Thursday, September 22, 2011

Davis and Brewer

In recent hours we have seen two executions in the United States. One caused outrage both within the nation and the world. The other did not receive anything near the same same amount of, shall we say, notoriety.

Troy Davis was executed in Georgia despite proclamations on his innocence by himself and his supporters. Lawrence Russell Brewer was executed in Texas. Davis was accused of murdering an off duty police officer. Brewer was convicted of murdering a black man. The Davis case has people saying things such as the US system of justice is broken. No similar accusations about US justice seem to have appeared in Brewer's.

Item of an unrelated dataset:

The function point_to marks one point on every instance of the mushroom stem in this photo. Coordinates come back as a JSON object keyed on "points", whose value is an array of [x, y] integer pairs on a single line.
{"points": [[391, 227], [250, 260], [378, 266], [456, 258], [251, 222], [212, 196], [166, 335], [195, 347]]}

This is not to say that Davis may not have been innocent. That, whether we care to admit it or not, is more than we know, and it is fair to point out that twenty years of legal back and forth does seem plenty of time to secure his innocence. Say what you will, the general populace simply isn't necessarily privy to all the intimacies of such a case. Nor is it to support or deny the death penalty as a legitimate option when considering justice. But it is fascinating to note the differences in the approach to the respective cases here. With Davis, who, let's call it what it is, was wanted to be found innocent by the general public, there is hue and cry (which there should be, if he is truly innocent). With Brewer, there are details of the brutal murder he was convicted of committing right within the articles purporting to report only his execution.

The bottom line is that what we have here is a black man protesting innocence of a capital crime, and a white man convicted of killing a black man. In one case the death penalty is severely decried; in the other, not so much. It leaves us to wonder whether justice is really what the American public and the world wants, or if this merely illustrates an avant-garde, knee jerk reaction of a group of people whom it suits to have a cause celebre because it happens to fit their world view, their view of America.

The safest thing to do would be to get rid of capital punishment not because it is morally wrong but simply to prevent gross miscarriages of justice such as executing innocent men and women. We're just not convinced that that is the real purpose of all those who are against capital punishment. The contrasts between the Davis and Brewer cases seem to illustrate that point rather well.